Y entonces sí abandonó el local. Los otros quedaron casi boquiabiertos. No obstante, a poco, sólo unos segundos, le vieron aparecer de nuevo. Se había vuelto quizá desde los escalones.
—Quisiera hablar con Neva—dijo secamente.
Richard asintió en silencio. Fue despacio hasta la trastienda, y la llamó:
—¡Neva!
La joven llegó después. Pálida, enlutada. Les miró a todos uno por uno.
—El señor Cerfy quiere hablarte—dijo su padre.
Lou preguntó:
—¿Le importaría salir?
—No.
Y se encaminaron juntos a la puerta.
Y Una vez fuera, el hombre emprendió un lento paseo delante de la casa.
—Verá... En primer lugar, deseaba agradecerle lo que hizo por mí. Fue meritorio. Yo necesitaba ayuda y usted tenía que colocarse incluso frente a su hermano. Lo hizo, pese a las pocas seguridades que yo le podía ofrecer. No sé cómo voy a pagárselo ahora.
Ella le miró entonces como dolorida.
—¡Oh! ¿Por qué dice eso?... ¿No sería mejor que lo olvidásemos todo?
—Sí. Podemos olvidarlo. Pero hay cosas...
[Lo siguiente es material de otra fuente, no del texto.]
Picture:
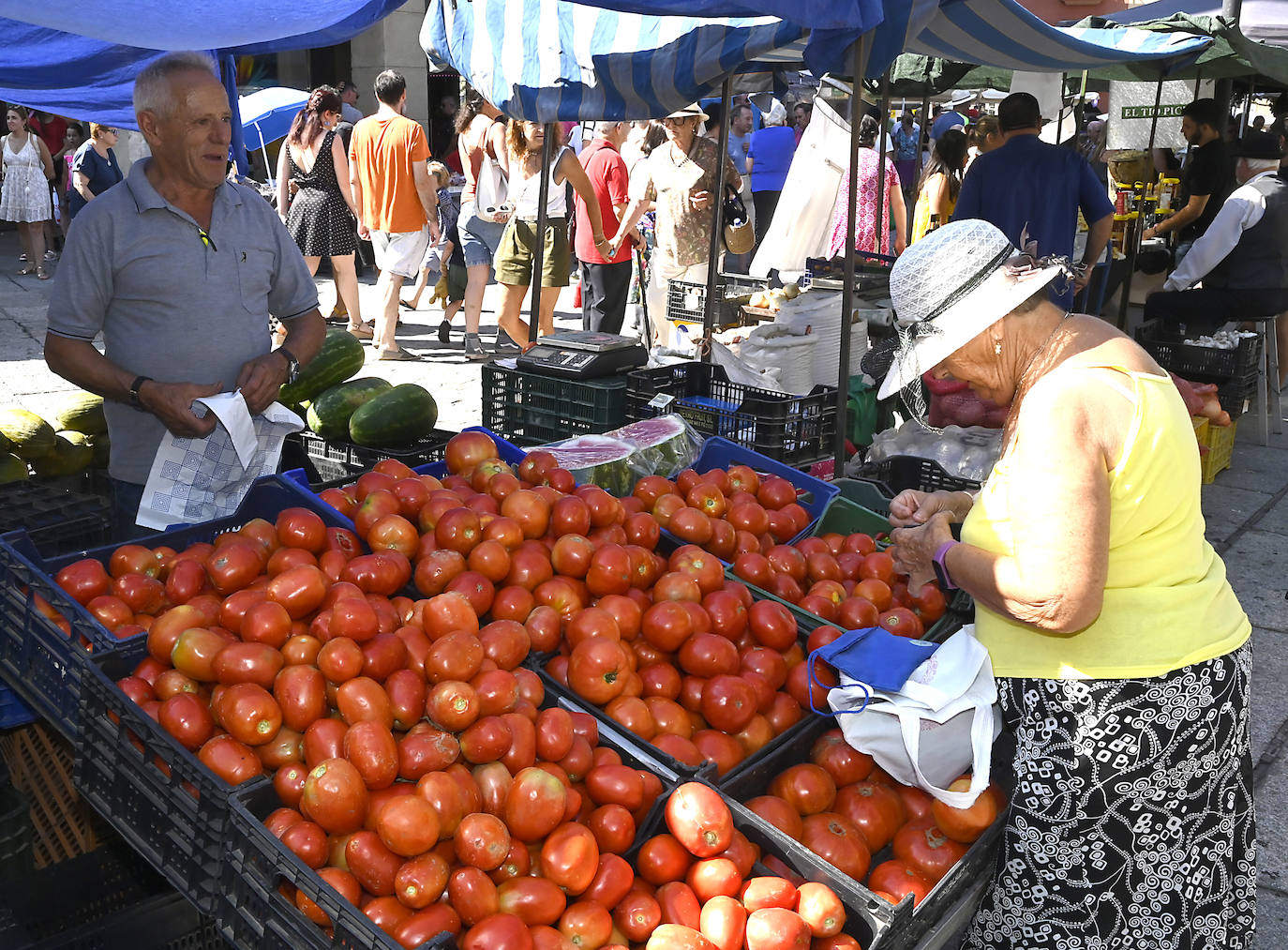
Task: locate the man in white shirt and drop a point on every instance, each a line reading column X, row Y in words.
column 1242, row 258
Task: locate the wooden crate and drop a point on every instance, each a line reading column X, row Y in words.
column 40, row 766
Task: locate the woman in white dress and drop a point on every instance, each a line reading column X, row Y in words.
column 24, row 195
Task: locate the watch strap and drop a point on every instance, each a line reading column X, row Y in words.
column 134, row 391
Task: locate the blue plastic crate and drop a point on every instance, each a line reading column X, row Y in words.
column 13, row 711
column 812, row 494
column 298, row 478
column 38, row 660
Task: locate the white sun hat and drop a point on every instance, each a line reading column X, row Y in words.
column 951, row 286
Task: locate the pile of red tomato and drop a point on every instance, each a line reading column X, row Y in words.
column 846, row 808
column 416, row 764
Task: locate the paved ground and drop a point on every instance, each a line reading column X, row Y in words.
column 1246, row 509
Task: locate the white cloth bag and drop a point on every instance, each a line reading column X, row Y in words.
column 940, row 723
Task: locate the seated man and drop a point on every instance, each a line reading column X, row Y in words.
column 1243, row 255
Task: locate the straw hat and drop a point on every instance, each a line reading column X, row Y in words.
column 693, row 111
column 951, row 286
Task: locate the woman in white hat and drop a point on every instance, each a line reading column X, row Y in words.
column 1121, row 651
column 681, row 179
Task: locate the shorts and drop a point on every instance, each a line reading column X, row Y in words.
column 457, row 279
column 518, row 244
column 399, row 251
column 479, row 238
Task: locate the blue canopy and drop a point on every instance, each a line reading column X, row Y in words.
column 80, row 57
column 554, row 59
column 551, row 59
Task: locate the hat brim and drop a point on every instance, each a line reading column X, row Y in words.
column 964, row 321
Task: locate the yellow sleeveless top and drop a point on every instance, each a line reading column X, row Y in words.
column 1167, row 602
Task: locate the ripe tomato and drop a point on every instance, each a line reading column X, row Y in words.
column 965, row 823
column 899, row 878
column 839, row 842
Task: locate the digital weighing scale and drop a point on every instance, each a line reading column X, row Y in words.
column 584, row 354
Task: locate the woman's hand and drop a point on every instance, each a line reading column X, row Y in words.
column 913, row 550
column 911, row 508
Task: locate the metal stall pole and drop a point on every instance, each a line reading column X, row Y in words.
column 709, row 309
column 882, row 224
column 1133, row 247
column 843, row 382
column 539, row 253
column 1059, row 113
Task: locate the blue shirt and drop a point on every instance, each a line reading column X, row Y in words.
column 102, row 174
column 944, row 123
column 1028, row 185
column 771, row 155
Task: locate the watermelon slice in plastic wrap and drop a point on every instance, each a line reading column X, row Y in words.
column 665, row 445
column 600, row 460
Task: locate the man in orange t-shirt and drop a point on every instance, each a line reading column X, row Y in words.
column 396, row 197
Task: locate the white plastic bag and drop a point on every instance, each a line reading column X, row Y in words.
column 936, row 727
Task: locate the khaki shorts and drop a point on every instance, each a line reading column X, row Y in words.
column 518, row 244
column 401, row 251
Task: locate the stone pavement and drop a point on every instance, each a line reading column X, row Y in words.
column 1246, row 510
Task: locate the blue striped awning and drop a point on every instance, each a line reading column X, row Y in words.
column 560, row 61
column 1002, row 34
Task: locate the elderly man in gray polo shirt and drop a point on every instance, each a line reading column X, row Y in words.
column 179, row 269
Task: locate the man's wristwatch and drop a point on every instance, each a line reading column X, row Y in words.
column 134, row 391
column 292, row 365
column 946, row 582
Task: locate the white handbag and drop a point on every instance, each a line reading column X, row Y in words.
column 939, row 725
column 491, row 191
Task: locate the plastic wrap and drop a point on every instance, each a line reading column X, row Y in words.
column 617, row 460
Habían llegado a la esquina del edificio, al portalón. Precisamente, el punto donde estuvieron escondidos aquella noche.
Lou se detuvo.
—Mire... Yo no soy un perfecto aventurero. A veces las circunstancias empujan a uno de aquí para allá, y le trastornan. Ya lo ha visto: pretendí negociar con un cargamento de oro y resultó un cargamento de piedras.
Dejó que pasaran varios segundos.
—Ahora—fue diciendo al cabo—, ahora no sé qué haré en este poblado. Había pensado marcharme. Y quizá sea lo mejor. Pero después... Bueno. Creo que me quedaría solamente si usted me lo pidiese, Neva. Si usted tuviera el más mínimo interés en ello. Qué sé yo; buscaría trabajo, ocupación. Me dedicaría a cualquier cosa.
La joven dijo pausadamente:
—Yo tengo interés, Lou... ¡Tengo un grandísimo interés!
Mientras tanto, en el almacén, Richard y los demás tramaban alguna cosa. Brent declaró:
—No sé qué vamos a esperar. La ocasión la pintan calva.
—Eso digo yo—convino otro de los hombres—. ¿Para qué darle más vueltas al asunto?... ¿No queríamos un «sheriff» de cuerpo entero? Pues ahí está. Mejor que ése, no lo ha visto nadie ni en San Antonio de Tejas.
—¿Y qué tiene que ver con nosotros San Antonio de Tejas?—preguntó entonces el dueño del almacén.
—Es un decir.
—¡Un decir! ¡Un decir!
Por último, Decok fue el encargado de resolver. Terminó:
—Yo mismo voy a proponérselo. Es el «sheriff» que necesitamos. Y se acabaron las discusiones. ¿De acuerdo?
Todos asintieron.
—De acuerdo.
Decok salió resueltamente, pero se detuvo en el porche, y eso no parecía del agrado de los otros. Le preguntaron:
—¿Se te han dormido las piernas, Paul?... ¿Qué ocurre ahora?
El tipo rió de buena gana, ante lo que estaba viendo.
—Estupendo — dijo—No sólo vamos a tener «sheriff», sino esposa de «sheriff» también.